Experts point out the recent Republican health care proposals would strip Medicaid funding that helps the elderly, the poor and the disabled live healthier and more dignified lives. A recent New York Times article quoted the Rev. Susan Flanders, a retired Episcopal priest, as saying: “What we’re paying for is something that many people wouldn’t want if they had a choice. It’s hundreds of dollars each day that could go towards their grandchildren’s education or care for the people who could get well.”
In the article, Flanders, whose father had Alzheimer’s, is described as “utterly unafraid to mix money into the conversation about the meaning of life when the mind deteriorates.” Practical ethicists are similarly unafraid to do this. As were the Nazis. Third Reich school textbooks included arithmetic problems on how much it would cost to care for a person with a disability for a lifetime.
Three years ago, I was the only visitor at a museum dedicated to the history of the Reinickendorf area of Berlin. The museum building was once part of Wiesengrund, which, in 1941, housed the “wards for expert care” of the Municipal Hospital for Children.

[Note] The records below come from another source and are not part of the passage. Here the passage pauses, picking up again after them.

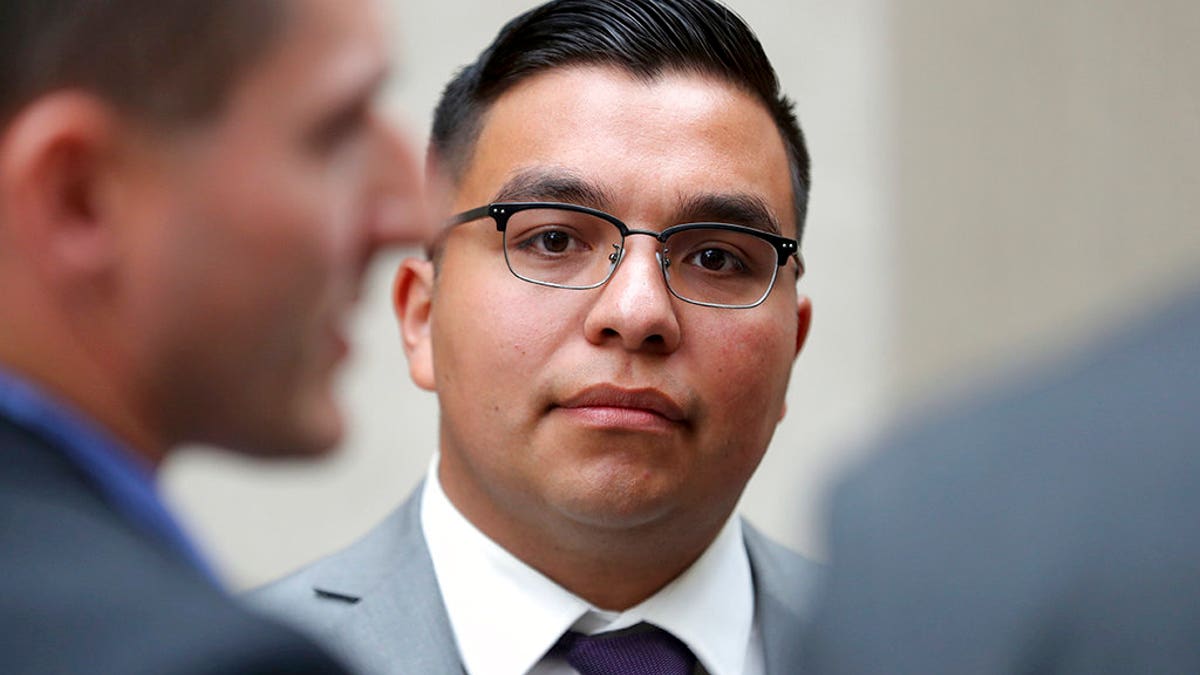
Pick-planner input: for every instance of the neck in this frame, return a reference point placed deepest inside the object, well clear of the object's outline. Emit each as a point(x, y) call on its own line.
point(612, 568)
point(71, 368)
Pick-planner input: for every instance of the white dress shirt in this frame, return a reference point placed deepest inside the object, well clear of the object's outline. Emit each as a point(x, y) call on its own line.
point(505, 615)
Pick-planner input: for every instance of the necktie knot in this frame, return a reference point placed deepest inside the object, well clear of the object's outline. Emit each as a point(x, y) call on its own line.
point(639, 650)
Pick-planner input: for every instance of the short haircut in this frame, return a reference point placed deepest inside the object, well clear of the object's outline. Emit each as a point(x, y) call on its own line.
point(171, 61)
point(643, 37)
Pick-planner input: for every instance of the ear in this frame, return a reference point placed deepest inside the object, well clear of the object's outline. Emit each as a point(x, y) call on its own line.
point(803, 322)
point(413, 302)
point(55, 161)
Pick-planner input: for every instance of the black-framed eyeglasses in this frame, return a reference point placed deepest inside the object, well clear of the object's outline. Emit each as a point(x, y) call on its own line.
point(569, 246)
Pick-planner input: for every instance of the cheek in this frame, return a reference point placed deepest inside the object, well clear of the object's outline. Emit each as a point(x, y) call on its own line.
point(749, 369)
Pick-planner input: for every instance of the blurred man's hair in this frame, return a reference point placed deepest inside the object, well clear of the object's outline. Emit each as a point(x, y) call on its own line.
point(163, 60)
point(643, 37)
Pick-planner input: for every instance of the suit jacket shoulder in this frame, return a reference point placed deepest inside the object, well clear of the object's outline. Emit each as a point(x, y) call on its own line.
point(376, 604)
point(784, 584)
point(1047, 526)
point(85, 592)
point(378, 607)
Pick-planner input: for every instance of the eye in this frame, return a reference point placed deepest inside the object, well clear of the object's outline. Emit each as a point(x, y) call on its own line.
point(717, 260)
point(556, 240)
point(551, 242)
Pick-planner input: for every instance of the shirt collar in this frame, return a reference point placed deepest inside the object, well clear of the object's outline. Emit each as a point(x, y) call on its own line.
point(507, 615)
point(123, 478)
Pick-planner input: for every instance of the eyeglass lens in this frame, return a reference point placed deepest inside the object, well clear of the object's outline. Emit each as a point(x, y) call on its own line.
point(577, 250)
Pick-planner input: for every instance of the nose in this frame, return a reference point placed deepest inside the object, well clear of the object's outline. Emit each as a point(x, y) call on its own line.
point(635, 309)
point(400, 215)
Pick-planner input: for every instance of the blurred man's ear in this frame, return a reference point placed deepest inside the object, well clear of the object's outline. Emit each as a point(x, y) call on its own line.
point(55, 157)
point(413, 303)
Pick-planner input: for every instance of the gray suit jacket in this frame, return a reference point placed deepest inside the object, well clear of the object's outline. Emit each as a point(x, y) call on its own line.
point(377, 603)
point(1051, 527)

Down a hall with fluorescent lighting, in a white-walled room, were 30 wooden cribs. On each of the cribs was a history of a child, some as young as a few months old. This was the room in which these infants and children were experimented on and killed: the 30-bed Ward 3, the “ward for expert care” at Wiesengrund.
My heart raced; my breath shortened. I couldn’t stay in that room for long. The room evoked the first four weeks of my own life spent in an incubator. Nobody knew if I would live or die.
What kind of society do we want to be? Those of us who live with disabilities are at the forefront of the larger discussion of what constitutes a valued life. What is a life worth living? Too often, the lives of those of us who live with disabilities are not valued, and feared. At the root of this fear is misunderstanding, misrepresentation, and a lack of knowledge of disability history and, thus, disabled lives.